While technology has become an integral part of everyday life, still some people refuse to engage. I know, it sounds crazy. But everyone single one of us knows at least one person that doesn't have a Facebook, avoids SnapChat, and has been using a flip phone since 2001. However, with integration becoming more and more widespread, the ability to live in the woods without any technology is becoming harder and harder. And eventually, it's going to be impossible.
The Pew Research Center talked to a huge number of experts in a study titled The Internet of Things Connectivity Binge: What Are The Implications? In part of the study, they focused specifically on the ability to opt out of technology as time goes on. And according to the experts, that ability will essentially disappear in the future.
If you're interested in what they had to say about the topic, take a look at what they had to say below and start planning your unplugged getaway now, before it's too late.
The Consumer Problem
“Even if individuals are concerned about the risks, they’ll find it difficult or impossible to opt out of these connections if they want to continue with the products or services they want and/or need,” said Mary K. Pratt, a freelance technology journalist.
A New Class
“Those who disconnect will end up as a class with diminishing resources. Information is king, and connectivity will power that,” said Dave McAllister, director at Philosophy Talk.
“The grip of capitalist ecosystems – Apple, Google, Facebook, etc. – is strengthening the ability to connect multiple aspects of our lives online. It will be harder to disentangle from this system moving forward,” said Antero Garcia, assistant professor at Colorado State University.
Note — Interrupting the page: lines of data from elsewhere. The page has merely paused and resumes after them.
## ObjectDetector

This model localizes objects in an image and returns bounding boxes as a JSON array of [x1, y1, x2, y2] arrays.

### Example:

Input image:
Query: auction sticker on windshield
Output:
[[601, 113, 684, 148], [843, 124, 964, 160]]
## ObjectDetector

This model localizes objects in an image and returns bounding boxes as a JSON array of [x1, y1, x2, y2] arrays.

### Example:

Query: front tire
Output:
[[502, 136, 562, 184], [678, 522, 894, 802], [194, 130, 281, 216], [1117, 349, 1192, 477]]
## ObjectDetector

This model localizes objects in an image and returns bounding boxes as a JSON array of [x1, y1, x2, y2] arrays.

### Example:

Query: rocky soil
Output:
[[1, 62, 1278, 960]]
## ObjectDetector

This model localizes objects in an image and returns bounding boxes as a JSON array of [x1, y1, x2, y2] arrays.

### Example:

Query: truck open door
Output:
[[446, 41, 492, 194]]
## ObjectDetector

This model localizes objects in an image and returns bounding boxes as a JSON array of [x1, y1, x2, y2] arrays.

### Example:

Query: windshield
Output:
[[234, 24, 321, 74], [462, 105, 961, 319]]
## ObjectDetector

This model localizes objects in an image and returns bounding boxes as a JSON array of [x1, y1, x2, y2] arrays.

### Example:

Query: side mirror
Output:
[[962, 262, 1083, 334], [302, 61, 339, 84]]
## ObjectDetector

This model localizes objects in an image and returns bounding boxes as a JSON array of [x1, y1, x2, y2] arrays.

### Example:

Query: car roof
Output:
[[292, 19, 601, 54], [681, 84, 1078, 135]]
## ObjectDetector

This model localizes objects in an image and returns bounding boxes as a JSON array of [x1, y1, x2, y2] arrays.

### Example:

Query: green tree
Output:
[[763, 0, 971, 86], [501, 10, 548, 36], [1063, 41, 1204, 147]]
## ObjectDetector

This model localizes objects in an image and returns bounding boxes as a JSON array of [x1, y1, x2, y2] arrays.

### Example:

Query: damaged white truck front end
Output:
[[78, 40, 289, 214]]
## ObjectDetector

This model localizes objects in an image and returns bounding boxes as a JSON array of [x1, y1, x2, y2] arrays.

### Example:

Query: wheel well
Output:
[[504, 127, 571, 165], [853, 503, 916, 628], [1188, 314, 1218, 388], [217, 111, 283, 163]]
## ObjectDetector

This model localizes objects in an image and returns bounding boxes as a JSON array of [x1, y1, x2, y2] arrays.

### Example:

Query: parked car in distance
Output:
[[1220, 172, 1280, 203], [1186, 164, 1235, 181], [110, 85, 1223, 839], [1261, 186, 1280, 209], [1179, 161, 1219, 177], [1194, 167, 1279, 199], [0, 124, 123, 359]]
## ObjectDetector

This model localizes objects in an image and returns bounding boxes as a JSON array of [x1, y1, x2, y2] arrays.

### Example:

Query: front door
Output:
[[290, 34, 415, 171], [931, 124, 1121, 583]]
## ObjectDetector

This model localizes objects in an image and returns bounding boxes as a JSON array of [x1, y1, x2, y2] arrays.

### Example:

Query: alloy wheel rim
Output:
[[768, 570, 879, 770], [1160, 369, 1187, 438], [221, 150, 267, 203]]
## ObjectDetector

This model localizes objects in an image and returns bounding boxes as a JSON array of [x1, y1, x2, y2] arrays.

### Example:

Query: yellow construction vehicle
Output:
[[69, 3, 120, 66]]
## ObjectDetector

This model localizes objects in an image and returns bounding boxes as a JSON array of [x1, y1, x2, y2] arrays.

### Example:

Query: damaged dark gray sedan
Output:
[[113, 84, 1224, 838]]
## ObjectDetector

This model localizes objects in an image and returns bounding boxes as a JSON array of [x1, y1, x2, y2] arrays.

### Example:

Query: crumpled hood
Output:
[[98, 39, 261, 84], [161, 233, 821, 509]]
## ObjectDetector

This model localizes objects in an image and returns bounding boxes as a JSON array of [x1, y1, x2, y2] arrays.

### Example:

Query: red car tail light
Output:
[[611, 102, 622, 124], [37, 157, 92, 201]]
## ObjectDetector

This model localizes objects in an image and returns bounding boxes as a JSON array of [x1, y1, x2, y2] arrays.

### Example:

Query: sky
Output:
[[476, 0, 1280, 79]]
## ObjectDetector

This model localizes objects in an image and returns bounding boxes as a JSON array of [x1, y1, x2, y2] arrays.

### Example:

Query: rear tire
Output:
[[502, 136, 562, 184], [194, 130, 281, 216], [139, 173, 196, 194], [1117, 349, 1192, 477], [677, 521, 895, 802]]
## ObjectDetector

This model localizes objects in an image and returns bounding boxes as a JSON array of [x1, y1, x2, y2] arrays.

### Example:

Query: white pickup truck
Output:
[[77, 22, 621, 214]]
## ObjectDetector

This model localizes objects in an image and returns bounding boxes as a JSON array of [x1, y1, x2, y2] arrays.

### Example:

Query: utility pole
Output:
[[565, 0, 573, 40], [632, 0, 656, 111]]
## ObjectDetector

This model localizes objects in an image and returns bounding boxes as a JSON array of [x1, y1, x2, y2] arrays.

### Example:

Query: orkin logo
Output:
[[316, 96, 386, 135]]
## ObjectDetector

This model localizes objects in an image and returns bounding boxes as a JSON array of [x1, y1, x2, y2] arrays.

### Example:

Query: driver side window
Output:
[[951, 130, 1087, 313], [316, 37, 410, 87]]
Privilege of Disconnectedness
“Disconnection from networks of capital and information generally come at a high price for individuals and even entire communities. As more parts of our lives become connected to the IoT, it seems likely that disconnection will become a privilege to those that can afford to, for example, forgo the savings on car insurance that come with agreeing to be tracked,” said David Banks, co-editor of Cyborgology
The New Norm
“It appears that vendors do not appreciate the dangers involved in IoT, and offerings that don’t incorporate connectivity are increasingly rare. … IoT is being pushed as the norm, and the majority of people do not seem to be aware of the hazards, so they are thus driving the market in that direction,” said Eugene H. Spafford, a professor at Purdue University and an expert in computer security issues.
Connected to Jobs
“The divide in capabilities between the most-connected and the least will define who gets the valuable jobs. Technology should be making life better too, not just more productive, so disconnecting will be opting out from those benefits; it will sabotage their abilities to get more out of life, like someone deciding not to learn how to read because they’re afraid they’ll read something dangerous to them,” said Ryan Hayes, owner of Fit to Tweet.
Opt Out, If You Can
“There is no opt-out for the internet. No one can disconnect. Algorithmic automation will create overly complex systems of communication, transportation, energy, finances, production, etc., that are no longer under control of anyone,” said David Krieger, director of the Institute for Communication & Leadership in Switzerland.